Auf den fruchtbaren Böden des Hesselberggebietes haben sich Spuren vorgeschichtlicher, römischer und mittelalterlicher Besiedlung gefunden, die den Berg zu einer wichtigen archäologischen Fundstätte Süddeutschlands machen. Auf der Osterwiese, dem langgezogenen Plateau auf der Ostseite, wurden Reste steinzeitlicher Jagdgeräte entdeckt, die sich auf die Zeit nach der letzten Eiszeit um etwa 10.000 v. Chr. datieren lassen. Zum Ende der Bronzezeit (ca. 2000 – 1300 v. Chr.) entstand auf dem Höhepunkt einer etwa tausendjährigen Besiedlung von zentralörtlicher Bedeutung für das Umland das noch heute vor allem am Rande der Osterwiese erkennbare Wallsystem mit einer Länge von über 1.800 m.
In römischer Zeit verlief nördlich und westlich des Berges der rätische Limes, der in der Gegend des Hesselberges durch Kastelle in der Nähe der heutigen Dörfer Ruffenhofen, Dambach und Unterschwaningen (alle Lkr. Ansbach) gesichert wurde. Auf einen früher von der Forschung auf dem Hesselberg vermuteten römischen Signalturm zur Sicherung des Limesverlaufes gibt es keine gesicherten Hinweise.
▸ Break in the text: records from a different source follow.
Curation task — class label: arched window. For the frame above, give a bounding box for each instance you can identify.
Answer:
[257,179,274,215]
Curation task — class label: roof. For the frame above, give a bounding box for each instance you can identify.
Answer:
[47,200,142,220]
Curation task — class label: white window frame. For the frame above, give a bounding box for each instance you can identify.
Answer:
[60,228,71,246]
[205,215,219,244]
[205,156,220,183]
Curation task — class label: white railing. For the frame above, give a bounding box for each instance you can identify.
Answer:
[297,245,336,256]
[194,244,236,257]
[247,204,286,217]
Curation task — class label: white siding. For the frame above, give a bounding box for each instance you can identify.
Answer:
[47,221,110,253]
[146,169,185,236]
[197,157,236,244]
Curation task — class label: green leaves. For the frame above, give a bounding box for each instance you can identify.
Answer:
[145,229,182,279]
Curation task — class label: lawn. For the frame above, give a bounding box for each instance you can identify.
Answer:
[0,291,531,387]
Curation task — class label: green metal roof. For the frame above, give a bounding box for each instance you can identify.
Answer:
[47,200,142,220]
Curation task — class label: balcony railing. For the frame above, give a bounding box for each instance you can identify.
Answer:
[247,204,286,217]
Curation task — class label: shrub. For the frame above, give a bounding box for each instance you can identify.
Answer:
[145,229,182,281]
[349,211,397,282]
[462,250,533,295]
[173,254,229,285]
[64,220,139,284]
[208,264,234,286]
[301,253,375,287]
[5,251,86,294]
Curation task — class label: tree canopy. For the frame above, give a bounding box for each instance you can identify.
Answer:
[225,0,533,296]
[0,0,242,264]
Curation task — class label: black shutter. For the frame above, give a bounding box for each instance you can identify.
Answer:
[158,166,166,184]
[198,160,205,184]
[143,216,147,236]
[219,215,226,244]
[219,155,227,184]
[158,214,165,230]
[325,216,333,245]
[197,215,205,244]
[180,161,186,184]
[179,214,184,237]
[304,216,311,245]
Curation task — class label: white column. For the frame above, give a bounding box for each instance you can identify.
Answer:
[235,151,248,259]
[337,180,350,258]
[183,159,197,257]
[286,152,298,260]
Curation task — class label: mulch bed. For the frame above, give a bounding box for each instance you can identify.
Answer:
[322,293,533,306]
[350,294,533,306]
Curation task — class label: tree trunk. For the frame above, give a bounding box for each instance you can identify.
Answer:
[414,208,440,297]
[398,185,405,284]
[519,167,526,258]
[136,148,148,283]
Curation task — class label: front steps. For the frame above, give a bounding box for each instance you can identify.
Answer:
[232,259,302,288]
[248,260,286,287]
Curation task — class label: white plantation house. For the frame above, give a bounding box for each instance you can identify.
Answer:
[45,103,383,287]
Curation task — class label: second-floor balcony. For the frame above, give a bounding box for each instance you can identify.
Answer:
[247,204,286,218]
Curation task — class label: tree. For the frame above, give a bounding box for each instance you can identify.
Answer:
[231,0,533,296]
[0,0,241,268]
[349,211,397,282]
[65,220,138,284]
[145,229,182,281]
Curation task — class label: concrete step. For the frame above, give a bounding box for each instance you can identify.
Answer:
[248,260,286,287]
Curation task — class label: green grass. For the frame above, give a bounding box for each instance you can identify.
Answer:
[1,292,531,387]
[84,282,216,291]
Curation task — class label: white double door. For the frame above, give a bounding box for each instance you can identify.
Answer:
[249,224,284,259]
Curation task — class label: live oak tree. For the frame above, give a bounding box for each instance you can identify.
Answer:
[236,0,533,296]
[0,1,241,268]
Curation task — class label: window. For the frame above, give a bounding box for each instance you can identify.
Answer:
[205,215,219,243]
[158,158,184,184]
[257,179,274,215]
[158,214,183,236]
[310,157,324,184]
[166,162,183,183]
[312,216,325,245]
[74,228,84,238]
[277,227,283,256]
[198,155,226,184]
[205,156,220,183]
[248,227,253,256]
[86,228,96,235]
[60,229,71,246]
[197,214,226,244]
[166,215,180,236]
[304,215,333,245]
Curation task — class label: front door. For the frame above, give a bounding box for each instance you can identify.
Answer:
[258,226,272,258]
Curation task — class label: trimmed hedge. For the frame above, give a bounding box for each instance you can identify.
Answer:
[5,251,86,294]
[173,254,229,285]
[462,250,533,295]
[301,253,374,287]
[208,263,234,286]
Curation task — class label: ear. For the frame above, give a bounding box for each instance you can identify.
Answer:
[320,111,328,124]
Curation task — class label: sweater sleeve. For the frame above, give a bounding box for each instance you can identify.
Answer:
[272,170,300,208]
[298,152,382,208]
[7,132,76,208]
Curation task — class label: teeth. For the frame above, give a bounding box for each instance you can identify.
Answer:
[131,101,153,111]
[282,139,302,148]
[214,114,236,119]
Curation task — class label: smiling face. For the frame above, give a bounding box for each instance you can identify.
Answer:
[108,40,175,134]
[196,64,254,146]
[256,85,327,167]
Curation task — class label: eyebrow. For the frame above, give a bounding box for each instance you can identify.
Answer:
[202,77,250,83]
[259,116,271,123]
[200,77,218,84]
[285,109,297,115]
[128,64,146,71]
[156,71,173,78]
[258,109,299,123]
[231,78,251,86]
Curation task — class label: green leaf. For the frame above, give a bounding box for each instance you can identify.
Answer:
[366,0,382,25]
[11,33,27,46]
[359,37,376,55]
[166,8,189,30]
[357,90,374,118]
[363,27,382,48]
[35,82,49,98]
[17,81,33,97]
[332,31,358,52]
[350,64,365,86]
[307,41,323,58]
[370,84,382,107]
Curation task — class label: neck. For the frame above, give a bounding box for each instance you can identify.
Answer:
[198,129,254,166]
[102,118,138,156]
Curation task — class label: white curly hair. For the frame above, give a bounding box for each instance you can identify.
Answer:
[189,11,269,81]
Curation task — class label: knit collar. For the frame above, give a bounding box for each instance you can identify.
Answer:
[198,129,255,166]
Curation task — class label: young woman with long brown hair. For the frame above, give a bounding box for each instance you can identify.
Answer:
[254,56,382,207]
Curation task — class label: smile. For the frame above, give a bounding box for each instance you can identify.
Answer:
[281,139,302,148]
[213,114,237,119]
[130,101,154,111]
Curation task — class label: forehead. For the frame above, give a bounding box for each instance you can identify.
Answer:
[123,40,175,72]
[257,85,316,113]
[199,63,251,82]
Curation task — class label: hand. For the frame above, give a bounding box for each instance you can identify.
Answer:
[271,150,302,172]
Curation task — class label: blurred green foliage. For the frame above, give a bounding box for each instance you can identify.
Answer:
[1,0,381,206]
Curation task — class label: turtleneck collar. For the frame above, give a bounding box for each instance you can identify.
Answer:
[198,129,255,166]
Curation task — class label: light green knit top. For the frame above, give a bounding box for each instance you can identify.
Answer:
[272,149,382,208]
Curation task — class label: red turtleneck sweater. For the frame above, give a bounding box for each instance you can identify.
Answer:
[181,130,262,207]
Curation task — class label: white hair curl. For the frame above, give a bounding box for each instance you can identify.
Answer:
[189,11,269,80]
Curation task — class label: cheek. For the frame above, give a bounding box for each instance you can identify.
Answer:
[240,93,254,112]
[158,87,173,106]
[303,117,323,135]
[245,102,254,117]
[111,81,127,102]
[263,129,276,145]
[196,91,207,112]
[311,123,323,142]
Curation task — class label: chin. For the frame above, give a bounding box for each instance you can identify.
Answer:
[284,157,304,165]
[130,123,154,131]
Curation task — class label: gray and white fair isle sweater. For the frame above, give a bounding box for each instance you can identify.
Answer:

Aus mittelalterlicher Zeit stammen die rechteckige Wallanlage auf dem Ehinger Berg (8./9. Jh.), die Ursprünge einer kleinen Burg auf dem "Schlößleinsbuck" bei Lentersheim (Lkr. Ansbach) und der Querwall am Zugang zur Osterwiese, der vermutlich aus der Zeit der Ungarneinfälle (um 950) stammt. Eine größere Burganlage konnte sich auf dem Hesselberg nicht etablieren, was ebenso bemerkenswert ist wie die Tatsache, dass der Berg bei der mittelalterlichen Ausprägung der Gemarkungsgrenzen eher gemeinschaftsbildend denn trennend wirkte: Die Dorfgrenzen trafen sich - und treffen sich bis heute - auf der Kammhöhe, ein Umstand, der bei der neuzeitlichen Bedeutungsentwicklung des Berges sicher eine Rolle spielte.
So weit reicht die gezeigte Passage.